While some federal officials and media reports liken the defendants to domestic terrorists, others, including some legal experts and free-speech groups, say the label is an intentional misnomer without legal basis. Over the past quarter century, ELF and ALF have taken responsibility for numerous crimes of arson, vandalism and property destruction against institutions they say harm people, animals or the environment.
After several recent arrests, FBI Director Robert Mueller called animal rights and environmental “extremism” one of the bureau’s highest domestic terrorism priorities.
But the activists say they are on a mission to defend, claiming that they go great lengths to avoid harming humans during their activities.
ALF and ELF activists say their goal is to engage in acts of property destruction as a means of raising the costs of doing business until they are a deterrent to conducting practices the activists oppose.

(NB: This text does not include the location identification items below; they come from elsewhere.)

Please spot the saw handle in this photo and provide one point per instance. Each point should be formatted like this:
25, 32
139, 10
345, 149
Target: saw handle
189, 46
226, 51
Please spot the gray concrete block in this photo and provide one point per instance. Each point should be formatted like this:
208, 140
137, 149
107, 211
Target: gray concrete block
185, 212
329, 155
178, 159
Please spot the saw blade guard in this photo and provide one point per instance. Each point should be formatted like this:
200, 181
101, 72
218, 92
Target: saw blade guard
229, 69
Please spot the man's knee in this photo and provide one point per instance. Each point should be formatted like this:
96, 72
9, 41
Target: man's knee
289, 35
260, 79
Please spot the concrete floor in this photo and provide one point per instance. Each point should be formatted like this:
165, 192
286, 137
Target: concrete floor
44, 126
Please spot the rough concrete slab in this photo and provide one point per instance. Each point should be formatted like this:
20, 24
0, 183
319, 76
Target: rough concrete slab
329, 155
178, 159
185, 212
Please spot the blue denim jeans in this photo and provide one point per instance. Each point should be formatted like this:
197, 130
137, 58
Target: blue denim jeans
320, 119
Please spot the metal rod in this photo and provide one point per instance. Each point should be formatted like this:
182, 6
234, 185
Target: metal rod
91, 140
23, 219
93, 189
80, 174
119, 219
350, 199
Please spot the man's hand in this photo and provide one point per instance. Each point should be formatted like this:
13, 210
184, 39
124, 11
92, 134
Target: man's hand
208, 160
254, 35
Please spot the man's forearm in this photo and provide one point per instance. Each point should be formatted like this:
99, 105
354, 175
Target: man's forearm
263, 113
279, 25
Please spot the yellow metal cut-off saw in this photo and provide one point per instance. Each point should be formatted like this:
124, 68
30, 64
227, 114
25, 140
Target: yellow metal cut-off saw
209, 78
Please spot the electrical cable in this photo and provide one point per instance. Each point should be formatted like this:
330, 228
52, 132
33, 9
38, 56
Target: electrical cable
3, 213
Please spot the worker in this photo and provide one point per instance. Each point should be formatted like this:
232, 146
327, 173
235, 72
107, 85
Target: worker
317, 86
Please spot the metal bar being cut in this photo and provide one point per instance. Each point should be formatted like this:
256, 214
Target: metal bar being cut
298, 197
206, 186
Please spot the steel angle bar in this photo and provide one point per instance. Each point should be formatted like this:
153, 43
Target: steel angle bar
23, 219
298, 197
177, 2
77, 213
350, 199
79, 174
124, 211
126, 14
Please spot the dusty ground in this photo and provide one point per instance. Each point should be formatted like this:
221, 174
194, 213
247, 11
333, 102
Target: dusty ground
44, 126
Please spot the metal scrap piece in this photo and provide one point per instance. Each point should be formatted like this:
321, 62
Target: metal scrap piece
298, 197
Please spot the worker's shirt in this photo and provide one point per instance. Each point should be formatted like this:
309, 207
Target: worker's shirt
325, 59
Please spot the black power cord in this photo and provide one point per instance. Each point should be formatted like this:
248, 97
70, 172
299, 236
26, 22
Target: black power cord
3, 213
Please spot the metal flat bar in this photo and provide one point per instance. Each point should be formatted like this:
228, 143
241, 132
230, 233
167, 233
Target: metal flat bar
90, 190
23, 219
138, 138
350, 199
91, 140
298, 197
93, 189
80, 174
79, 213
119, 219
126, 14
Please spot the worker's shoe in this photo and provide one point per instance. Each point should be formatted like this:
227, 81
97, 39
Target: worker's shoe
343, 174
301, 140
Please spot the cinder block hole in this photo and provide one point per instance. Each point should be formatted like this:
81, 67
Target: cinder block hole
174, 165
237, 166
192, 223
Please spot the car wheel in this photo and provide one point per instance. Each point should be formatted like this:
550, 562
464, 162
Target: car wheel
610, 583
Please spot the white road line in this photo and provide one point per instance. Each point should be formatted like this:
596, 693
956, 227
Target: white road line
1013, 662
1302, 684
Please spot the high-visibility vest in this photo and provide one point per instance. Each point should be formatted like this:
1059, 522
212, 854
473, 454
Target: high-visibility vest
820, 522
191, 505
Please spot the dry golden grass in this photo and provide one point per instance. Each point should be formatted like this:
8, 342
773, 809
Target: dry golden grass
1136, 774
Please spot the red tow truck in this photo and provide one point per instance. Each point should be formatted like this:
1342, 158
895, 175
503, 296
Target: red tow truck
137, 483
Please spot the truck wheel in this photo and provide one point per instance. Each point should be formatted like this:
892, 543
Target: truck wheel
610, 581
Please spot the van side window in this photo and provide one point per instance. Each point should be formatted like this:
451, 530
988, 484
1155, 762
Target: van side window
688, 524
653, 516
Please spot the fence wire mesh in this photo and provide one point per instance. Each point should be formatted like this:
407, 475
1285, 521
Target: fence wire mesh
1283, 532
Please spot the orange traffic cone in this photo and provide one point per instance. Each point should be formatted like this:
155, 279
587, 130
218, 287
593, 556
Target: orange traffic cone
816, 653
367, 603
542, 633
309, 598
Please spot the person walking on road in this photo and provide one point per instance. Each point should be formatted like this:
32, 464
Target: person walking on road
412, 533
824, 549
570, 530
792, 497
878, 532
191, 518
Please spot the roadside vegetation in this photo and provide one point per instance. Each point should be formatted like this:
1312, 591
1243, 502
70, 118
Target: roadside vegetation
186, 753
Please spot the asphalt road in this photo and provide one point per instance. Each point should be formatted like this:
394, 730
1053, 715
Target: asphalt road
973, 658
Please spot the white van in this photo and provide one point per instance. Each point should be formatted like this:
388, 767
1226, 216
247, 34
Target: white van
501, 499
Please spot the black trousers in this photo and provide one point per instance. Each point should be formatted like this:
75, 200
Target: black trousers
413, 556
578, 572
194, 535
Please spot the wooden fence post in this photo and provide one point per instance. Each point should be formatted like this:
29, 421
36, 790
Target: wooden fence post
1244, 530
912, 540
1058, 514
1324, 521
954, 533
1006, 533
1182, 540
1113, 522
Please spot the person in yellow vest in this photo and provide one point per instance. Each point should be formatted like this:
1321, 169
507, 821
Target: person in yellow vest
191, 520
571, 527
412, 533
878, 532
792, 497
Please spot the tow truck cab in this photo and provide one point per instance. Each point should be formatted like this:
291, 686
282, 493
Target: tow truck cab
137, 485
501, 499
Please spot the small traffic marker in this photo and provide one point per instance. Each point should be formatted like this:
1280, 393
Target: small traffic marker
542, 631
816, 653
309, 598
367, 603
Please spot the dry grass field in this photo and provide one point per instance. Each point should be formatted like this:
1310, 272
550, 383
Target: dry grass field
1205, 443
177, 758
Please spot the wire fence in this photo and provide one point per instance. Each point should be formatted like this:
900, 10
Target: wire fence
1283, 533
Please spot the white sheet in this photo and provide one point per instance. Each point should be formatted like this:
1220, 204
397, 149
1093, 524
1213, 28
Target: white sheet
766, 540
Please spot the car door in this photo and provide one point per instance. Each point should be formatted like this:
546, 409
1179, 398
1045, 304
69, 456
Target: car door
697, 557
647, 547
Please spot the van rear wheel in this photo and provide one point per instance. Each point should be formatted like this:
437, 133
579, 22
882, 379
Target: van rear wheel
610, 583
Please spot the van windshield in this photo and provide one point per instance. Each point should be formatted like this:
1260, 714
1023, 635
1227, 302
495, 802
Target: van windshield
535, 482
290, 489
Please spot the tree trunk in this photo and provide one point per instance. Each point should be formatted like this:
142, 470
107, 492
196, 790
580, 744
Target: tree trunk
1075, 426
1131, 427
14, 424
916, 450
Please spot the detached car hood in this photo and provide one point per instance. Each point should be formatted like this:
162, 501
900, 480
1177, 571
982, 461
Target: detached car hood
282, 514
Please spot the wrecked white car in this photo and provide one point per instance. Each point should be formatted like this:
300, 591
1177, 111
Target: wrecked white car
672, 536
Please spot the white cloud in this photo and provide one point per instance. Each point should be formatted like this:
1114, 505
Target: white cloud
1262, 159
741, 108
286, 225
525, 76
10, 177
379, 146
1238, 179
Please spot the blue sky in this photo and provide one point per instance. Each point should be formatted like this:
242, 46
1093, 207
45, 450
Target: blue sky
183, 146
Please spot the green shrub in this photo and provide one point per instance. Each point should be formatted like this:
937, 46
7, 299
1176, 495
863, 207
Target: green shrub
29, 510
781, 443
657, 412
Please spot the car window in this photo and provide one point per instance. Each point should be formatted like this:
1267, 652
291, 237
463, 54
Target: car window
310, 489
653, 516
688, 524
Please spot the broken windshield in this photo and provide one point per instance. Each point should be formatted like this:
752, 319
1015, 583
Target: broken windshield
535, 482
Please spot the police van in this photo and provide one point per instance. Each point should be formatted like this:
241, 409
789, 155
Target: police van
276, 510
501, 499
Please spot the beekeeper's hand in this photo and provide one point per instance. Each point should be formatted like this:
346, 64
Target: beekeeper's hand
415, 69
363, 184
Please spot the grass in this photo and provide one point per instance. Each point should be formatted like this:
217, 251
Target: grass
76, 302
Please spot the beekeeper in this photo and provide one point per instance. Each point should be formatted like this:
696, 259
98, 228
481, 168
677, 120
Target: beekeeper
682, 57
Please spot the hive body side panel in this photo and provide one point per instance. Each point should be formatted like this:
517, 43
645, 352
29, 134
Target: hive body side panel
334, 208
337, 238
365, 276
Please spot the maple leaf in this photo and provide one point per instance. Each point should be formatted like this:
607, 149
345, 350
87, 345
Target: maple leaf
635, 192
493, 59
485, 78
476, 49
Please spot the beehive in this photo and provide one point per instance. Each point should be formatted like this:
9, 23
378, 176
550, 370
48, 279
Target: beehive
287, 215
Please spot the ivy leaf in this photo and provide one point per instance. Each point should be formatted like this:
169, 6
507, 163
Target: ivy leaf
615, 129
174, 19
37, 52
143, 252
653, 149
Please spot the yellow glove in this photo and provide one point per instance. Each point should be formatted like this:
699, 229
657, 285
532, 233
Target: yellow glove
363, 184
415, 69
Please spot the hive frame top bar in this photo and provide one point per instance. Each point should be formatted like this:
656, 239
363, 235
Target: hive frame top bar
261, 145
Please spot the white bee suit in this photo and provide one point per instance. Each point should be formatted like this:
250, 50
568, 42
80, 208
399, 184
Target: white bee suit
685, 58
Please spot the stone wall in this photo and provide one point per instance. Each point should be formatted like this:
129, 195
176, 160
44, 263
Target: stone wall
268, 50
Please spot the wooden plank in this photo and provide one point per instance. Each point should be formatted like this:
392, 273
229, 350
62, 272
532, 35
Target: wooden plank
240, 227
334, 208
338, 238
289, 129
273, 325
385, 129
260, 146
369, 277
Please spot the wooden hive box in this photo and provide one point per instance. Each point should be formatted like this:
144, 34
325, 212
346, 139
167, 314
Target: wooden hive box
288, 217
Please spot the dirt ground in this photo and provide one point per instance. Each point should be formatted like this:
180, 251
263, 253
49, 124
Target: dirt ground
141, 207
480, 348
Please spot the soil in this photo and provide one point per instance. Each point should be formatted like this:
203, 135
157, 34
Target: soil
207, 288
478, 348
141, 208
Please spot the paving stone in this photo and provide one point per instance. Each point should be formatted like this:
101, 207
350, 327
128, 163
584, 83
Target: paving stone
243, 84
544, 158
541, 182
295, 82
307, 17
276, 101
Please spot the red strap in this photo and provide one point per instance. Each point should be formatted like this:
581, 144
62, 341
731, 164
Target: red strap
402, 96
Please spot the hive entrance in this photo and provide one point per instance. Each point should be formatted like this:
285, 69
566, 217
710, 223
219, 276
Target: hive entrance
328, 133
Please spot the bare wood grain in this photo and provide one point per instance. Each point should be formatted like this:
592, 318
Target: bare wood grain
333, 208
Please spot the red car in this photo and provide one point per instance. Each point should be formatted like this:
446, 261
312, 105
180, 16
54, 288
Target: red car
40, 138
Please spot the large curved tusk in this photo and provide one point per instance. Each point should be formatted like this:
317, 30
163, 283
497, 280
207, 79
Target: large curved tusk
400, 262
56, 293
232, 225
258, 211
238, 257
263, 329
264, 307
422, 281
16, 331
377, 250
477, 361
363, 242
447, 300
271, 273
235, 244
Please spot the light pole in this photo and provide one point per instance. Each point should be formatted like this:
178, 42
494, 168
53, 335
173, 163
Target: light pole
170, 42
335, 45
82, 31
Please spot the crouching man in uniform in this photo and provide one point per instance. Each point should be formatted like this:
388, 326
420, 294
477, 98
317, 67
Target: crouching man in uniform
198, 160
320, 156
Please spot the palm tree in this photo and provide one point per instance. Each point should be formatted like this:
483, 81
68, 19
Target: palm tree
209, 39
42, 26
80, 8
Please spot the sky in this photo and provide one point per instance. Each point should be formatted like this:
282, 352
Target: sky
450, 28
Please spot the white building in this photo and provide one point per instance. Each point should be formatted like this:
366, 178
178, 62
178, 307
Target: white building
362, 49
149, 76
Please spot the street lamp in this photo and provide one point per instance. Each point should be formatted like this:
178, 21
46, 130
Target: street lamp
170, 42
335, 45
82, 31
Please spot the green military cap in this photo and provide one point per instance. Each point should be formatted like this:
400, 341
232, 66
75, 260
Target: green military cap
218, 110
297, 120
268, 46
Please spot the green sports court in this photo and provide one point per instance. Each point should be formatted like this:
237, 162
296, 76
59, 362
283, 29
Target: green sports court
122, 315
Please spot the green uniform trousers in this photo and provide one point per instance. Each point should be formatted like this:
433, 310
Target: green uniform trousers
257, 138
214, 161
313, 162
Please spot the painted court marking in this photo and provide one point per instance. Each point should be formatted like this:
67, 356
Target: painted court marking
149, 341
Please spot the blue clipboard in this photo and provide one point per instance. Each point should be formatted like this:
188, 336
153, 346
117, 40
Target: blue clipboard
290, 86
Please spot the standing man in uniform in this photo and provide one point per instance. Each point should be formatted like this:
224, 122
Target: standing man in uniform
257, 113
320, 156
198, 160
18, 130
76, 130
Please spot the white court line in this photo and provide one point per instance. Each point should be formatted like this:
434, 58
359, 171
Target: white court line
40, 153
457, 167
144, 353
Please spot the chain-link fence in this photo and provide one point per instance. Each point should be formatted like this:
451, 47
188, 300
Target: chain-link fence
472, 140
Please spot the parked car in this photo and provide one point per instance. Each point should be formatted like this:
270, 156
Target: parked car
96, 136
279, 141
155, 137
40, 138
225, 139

From Buzzword to Legislation
The groups railing against “eco-terrorism” cite the public support for their campaigns, yet private interests influence their policy initiatives. One industry-based advocacy group, the Center for Consumer Freedom, heads the movement for ecological terrorism laws.
Heavily funded by restaurant, alcohol and tobacco interests, the organization has pressed the FBI to investigate radical groups as well as mainstream organizations like the Humane Society and People for the Ethical Treatment of Animals (PETA).
Business lobbies like these have drafted model legislation to address radical environmentalist crimes. The American Legislative Exchange Council (ALEC), a conservative public-policy organization, collaborated with the U.S. Sportsmen’s Alliance, an advocacy group for hunters, fishers and trappers, to write the Animal and Ecological Terrorism Act. If passed into law, the Act would consider arson, property destruction or trespassing as acts of domestic terrorism – if committed by animal-rights activists.
While the lobbying efforts against ecoterrorism on the federal level have been largely unsuccessful, lawmakers in a number of states continue to push local versions of the ecological terrorism legislation.
Defining a Terrorist Threat
Though Justice Department officials publicly refer to ALF and ELF defendants as “terrorists,” the federal government has faced some criticism from the public and officials regarding its elastic use of the term “eco-terrorism.”
According to William Banks, director of the Institute for National Security and Counterterrorism at Syracuse University, both the legal term and public perception of terrorism have been redefined since September 11.
He noted that prior to the passage of the PATRIOT Act, what might now be considered “domestic terrorism” cases could be tried under conventional criminal laws. But Banks commented that while ELF and ALF activists might in some cases be considered criminals, they do not meet his threshold for domestic terrorism because they do not perpetrate violence against civilians in order to instill fear.
There is, however, some legal precedent for categorizing animal-defense groups as “terrorists” in the 1992 federal Animal Enterprise Protection Act, which defines “animal enterprise terrorism” as “physical disruption to the functioning of an animal enterprise,” including research labs, testing facilities, zoos, aquariums, and circuses.
Some lawmakers, seeking to put ecoterrorism in perspective, have criticized the targeting of environmental activists as unwarranted. At a hearing of the U.S. Senate Committee on Environment and Public Works last May, Senator Barak Obama (D-Illinois.) cited the FBI’s own assertions that crimes by ELF and ALF had been decreasing. Obama suggested that the FBI’s 2003 statistics showing more than 7,400 hate crimes motivated by race, ethnicity, religion and sexual orientation, and 450 environmental crimes by industries violating clean air and water laws and improperly transporting and disposing of hazardous waste, demonstrated that there were much bigger threats.
Free-speech advocates say that aside from misguided crime-fighting priorities, there are serious repercussions of the “eco-terrorism” dragnet. Larry Frankel, legislative director of the Pennsylvania branch of the American Civil Liberties Union, said the language of the bill introduced in his state stigmatizes only certain political viewpoints.
For example, he said, under the proposed statute, people who blockade a road to stop old
growth logging could potentially be eco-terrorists, “but if an environmental law firm was preparing a brief to go to court to file an injunction, and someone came in and trashed their offices so they couldn’t get the brief done, they wouldn’t be guilty of eco-terrorism.”
Stu Sugarman, an attorney in Portland, Ore., who has represented numerous ELF defendants, fears that the prevalence of the term “eco-terrorist” by federal officials and the press could affect the judges and juries considering the fates of defendants.
“Terrorism is a magic word,” said Sugarman. “It’s like child abuse or drunk driver. It immediately conjures up the image of a really bad person who we want out of society.”